Progress: Explore vs. Exploit Strategy

Just a small implementation for now regarding the choice of exploration vs. exploitation. At first, the agent will explore fully, then become more exploitative over time.

This is done by having the initial E value as 1 (1 chance of exploring) and ‘cooling’ it by a constant (currently 0.99) every time an exploratory action is chosen. This means that as E becomes small, it will cool slower as exploratory actions will be chosen less and less. To stop it from cooling to lower than the lowest value, a cap will be put on the temp.

A fault I have thought of is that when the agent is exploring, it will always take a good action but ignore bad actions. Thus, these bad actions won’t ever be updated and the greedy side of things may not be able to find a decent place to put a Tetromino and resort to using one of those unseen bad actions.
Perhaps a method of remedying this is to update similar states when updating by a small amount. For instance, {0,0,0} is similar to {0,0,1} and the latter could receive a small amount of reward whenever the former receives reward and vice-versa.
Probably not a big deal, and finding the right amount of reward could be bothersome, so I’ll leave it for now.

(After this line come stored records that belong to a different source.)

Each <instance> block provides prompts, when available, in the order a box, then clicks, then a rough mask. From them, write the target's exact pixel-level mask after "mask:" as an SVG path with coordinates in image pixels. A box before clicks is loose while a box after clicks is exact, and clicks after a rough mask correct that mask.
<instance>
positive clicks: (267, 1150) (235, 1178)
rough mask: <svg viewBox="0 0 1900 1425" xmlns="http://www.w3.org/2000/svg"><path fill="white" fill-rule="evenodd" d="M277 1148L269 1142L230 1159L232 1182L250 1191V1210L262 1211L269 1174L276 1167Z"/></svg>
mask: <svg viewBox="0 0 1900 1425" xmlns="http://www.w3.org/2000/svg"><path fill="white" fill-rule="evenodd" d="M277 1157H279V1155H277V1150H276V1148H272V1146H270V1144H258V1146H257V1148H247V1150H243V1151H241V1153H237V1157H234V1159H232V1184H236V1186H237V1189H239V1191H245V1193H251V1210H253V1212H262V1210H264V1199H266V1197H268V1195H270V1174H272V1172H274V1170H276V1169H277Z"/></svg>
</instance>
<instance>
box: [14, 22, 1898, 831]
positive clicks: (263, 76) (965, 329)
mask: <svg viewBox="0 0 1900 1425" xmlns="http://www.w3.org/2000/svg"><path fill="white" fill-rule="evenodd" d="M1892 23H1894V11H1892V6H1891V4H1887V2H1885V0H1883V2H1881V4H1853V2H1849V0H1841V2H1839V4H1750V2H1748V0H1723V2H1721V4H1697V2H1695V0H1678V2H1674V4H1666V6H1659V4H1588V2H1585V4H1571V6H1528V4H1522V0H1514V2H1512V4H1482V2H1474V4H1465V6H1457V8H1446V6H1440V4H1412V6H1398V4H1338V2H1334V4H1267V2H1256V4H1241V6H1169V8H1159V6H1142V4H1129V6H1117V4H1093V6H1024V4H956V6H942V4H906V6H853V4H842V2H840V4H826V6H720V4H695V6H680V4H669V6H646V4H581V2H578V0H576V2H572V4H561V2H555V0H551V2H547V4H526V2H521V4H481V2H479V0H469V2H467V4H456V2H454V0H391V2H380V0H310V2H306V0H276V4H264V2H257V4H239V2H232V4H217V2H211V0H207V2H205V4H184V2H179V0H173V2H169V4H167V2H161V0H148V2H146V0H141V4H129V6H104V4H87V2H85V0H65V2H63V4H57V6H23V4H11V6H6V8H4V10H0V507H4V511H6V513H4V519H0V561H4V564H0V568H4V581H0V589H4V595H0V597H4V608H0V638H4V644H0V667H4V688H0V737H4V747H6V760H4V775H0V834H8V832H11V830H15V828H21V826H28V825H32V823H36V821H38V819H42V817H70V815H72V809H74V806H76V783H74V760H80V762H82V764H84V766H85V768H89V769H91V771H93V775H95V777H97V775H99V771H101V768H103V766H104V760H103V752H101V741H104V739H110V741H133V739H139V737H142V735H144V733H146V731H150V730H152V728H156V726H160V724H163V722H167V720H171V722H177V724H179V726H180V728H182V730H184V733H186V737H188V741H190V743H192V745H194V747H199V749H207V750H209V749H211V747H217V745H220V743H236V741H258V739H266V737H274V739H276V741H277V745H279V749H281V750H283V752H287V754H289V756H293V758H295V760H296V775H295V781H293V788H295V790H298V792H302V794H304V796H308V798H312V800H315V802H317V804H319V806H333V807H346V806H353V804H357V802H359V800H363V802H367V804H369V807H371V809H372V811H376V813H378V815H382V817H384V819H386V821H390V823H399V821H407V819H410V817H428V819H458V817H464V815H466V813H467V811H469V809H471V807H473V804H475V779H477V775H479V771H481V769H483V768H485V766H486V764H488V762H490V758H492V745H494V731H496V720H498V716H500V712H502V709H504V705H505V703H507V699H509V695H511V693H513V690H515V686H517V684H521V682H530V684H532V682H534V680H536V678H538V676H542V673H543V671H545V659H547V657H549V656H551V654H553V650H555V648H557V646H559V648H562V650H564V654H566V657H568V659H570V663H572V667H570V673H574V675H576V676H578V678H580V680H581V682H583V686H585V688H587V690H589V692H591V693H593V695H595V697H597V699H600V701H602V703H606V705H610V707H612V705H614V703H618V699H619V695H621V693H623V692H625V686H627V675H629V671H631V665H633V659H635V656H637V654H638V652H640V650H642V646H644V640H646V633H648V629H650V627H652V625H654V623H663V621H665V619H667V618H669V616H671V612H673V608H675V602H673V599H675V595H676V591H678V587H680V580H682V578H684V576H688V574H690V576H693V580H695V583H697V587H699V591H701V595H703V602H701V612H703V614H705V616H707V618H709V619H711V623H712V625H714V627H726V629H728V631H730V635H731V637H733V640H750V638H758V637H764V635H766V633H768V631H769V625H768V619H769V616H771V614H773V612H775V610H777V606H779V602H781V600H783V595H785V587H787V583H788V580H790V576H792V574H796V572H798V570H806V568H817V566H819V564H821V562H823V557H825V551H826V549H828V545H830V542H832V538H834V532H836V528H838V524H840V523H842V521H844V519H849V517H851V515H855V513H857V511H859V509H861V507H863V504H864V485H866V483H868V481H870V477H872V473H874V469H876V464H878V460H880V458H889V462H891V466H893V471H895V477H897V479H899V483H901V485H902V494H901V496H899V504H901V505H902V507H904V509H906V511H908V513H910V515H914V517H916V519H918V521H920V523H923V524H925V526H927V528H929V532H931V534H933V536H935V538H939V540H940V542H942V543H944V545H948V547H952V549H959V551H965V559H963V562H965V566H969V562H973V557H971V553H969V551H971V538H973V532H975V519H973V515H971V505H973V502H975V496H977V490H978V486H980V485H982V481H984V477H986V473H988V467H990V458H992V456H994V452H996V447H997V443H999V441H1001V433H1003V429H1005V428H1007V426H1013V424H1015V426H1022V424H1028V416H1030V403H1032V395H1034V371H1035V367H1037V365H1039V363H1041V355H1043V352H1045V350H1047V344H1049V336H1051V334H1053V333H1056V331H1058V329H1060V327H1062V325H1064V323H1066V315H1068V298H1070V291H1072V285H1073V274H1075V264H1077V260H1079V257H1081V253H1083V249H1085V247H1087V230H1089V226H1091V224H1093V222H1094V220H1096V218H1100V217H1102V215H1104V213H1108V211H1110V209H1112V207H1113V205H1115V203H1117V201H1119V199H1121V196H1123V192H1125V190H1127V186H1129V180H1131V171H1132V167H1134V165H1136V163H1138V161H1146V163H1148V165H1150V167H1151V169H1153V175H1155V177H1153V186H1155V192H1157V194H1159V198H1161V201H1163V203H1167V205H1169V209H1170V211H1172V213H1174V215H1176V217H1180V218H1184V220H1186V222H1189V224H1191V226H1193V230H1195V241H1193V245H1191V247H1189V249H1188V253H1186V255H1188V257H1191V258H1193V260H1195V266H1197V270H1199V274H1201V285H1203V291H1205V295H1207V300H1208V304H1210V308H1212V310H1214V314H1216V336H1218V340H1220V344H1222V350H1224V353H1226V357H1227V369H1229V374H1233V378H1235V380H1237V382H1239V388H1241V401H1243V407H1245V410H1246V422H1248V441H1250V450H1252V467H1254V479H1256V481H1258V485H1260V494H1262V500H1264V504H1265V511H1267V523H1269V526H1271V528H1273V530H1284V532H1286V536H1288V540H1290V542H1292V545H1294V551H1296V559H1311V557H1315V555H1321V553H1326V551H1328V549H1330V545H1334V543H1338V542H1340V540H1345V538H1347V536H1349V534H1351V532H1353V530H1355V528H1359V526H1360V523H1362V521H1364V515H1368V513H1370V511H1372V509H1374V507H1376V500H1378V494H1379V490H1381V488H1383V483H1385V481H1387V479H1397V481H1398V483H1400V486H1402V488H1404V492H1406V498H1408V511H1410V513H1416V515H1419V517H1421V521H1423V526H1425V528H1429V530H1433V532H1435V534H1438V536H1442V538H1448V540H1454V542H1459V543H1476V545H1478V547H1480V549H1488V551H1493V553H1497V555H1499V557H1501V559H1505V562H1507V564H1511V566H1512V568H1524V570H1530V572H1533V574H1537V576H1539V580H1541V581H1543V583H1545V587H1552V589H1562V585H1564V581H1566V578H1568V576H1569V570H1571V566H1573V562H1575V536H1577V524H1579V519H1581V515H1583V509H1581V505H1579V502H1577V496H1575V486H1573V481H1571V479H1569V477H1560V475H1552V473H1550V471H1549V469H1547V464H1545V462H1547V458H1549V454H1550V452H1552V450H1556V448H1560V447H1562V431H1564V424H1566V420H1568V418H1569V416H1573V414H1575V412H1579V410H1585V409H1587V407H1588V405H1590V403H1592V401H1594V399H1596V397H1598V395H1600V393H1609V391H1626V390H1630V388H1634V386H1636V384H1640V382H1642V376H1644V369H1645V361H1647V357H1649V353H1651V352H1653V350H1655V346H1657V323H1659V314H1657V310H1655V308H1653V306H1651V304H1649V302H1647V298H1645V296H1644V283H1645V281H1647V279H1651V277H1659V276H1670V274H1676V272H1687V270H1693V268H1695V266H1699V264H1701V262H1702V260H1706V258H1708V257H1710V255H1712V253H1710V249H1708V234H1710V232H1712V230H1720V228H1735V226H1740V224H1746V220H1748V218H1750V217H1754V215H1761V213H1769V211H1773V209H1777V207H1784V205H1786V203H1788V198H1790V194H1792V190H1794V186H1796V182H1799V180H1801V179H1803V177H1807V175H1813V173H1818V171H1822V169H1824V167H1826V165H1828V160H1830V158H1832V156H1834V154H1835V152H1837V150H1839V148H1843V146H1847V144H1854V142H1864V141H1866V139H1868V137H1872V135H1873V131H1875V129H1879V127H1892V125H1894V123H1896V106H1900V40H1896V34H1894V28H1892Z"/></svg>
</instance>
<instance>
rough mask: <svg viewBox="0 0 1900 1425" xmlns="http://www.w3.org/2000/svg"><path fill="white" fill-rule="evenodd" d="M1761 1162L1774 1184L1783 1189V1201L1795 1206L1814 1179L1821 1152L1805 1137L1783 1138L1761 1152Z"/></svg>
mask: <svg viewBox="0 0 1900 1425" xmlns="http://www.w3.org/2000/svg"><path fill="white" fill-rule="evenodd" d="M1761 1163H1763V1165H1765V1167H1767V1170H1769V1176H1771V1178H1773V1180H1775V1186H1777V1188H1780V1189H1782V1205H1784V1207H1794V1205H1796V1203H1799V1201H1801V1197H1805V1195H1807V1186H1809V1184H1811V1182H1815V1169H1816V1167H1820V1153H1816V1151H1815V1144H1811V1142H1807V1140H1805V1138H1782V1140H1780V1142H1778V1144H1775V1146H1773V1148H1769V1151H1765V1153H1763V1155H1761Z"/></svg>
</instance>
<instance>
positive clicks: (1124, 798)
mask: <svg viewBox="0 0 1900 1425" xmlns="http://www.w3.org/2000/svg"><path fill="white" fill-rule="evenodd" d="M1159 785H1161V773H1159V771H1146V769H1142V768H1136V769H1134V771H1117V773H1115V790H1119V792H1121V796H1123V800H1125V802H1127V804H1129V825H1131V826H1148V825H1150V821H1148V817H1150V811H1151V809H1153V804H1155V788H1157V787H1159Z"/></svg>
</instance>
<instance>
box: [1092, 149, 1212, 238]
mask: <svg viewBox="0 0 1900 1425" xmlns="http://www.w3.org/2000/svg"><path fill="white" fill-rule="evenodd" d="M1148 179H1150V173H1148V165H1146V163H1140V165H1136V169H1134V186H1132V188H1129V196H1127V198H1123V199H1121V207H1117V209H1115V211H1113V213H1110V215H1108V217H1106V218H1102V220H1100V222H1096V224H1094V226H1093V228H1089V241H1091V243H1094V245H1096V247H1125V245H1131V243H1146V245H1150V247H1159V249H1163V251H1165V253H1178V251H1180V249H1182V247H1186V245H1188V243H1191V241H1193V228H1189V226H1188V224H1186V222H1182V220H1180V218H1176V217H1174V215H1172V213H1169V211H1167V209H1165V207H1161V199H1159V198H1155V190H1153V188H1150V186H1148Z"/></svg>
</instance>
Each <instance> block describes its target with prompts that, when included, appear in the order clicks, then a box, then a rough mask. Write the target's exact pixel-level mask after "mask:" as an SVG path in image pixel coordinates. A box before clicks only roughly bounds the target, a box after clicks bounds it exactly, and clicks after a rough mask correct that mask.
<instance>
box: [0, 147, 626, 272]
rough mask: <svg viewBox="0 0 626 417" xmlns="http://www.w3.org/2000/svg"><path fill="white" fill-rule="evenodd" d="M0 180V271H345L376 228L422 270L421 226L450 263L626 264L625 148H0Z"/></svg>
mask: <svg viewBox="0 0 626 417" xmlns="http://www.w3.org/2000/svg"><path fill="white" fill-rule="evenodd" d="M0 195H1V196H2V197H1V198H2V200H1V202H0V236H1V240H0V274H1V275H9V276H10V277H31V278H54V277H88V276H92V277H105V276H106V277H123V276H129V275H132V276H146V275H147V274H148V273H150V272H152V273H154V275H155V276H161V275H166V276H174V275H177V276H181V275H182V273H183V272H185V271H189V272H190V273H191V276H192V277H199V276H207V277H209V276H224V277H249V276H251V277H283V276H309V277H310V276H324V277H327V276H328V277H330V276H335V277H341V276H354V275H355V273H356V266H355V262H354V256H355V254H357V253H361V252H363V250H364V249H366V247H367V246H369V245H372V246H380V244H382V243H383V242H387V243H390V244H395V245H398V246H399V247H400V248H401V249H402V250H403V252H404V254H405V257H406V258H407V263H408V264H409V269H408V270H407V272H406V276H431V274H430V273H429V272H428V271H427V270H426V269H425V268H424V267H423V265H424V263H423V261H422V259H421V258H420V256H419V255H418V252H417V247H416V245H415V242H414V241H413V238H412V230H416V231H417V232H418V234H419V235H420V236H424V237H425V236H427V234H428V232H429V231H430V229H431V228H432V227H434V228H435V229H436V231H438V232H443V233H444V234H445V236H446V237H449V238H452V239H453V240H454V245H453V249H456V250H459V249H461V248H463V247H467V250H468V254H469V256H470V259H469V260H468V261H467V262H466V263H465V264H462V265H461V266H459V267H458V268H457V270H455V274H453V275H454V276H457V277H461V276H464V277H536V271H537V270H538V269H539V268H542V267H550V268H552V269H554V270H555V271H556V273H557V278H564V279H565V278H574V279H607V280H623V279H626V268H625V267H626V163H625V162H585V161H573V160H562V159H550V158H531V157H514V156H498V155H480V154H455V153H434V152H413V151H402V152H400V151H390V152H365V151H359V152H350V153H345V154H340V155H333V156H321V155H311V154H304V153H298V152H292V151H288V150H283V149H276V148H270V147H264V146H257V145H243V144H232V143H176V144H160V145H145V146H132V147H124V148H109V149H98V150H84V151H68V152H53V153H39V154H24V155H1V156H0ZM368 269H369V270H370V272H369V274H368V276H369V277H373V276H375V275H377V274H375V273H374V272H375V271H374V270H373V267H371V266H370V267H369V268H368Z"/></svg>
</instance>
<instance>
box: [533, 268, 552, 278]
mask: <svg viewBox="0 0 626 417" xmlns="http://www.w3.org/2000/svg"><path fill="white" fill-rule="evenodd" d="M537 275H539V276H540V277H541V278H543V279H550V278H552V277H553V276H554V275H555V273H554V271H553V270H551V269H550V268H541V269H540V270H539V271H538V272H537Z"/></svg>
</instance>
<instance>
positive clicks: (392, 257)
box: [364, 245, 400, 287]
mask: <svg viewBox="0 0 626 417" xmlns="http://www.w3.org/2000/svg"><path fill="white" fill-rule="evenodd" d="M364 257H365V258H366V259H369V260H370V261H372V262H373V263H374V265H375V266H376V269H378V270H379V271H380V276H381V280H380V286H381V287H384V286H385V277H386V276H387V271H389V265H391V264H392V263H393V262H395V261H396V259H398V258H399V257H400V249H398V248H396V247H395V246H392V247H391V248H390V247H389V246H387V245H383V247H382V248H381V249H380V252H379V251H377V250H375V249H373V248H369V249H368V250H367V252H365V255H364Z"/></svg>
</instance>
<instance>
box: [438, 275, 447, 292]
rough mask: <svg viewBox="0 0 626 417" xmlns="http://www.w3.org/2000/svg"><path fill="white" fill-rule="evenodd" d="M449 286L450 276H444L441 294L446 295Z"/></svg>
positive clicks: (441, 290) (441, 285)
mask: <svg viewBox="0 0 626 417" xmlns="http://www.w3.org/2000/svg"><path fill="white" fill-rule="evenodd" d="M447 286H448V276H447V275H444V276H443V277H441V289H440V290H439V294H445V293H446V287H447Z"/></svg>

More to come as I get lab results.

Lab results!
The program performed ok-ish. It basically did what I expected, but definitely needs improvement. Some areas of problems were:
– The standard bug that I haven’t got around to fixing: Cannot find the first piece of a new cleared field. Must fix this eventually. Or at the very least, spam DROP until it can find one.
– The I-pieces didn’t always have a place to go. Need to give it more options for putting vertically (filling in holes 1-2 deep or aligning next to walls/towers). EMPHASIS! They are really messing up the whole field. A horizontal I-piece in the worng place is catastrophic.
– Pieces would sometimes choose less than perfect positions. For instance, given an S-piece vertically and a field of {…,-1,-1,-1,-1,-1}, the best place to put it would be at the end, the lowest point. But I have seen it put it at the second-to-lowest position, creating a big chasm.
– L and J-pieces have been seen put in less than perfect positions too. Just evidenced was a field of {0,0,0,-1…} and it put it vertically upright on the 0s, rather than on the -1.
– Pieces that have width 3 or 2, depending on there orientation, need to be biased towards having them 3 wide, to make lines quicker. So T, L, and J pieces should, if there’s room, lay them horizontally to cover the most ground, unless there’s a better vertical position.

As for learning and switching to greedy, it doesn’t appear to be doing much, but it’s hard to tell when the agent is greedy or exploratory. More to come once these above problems have been sorted.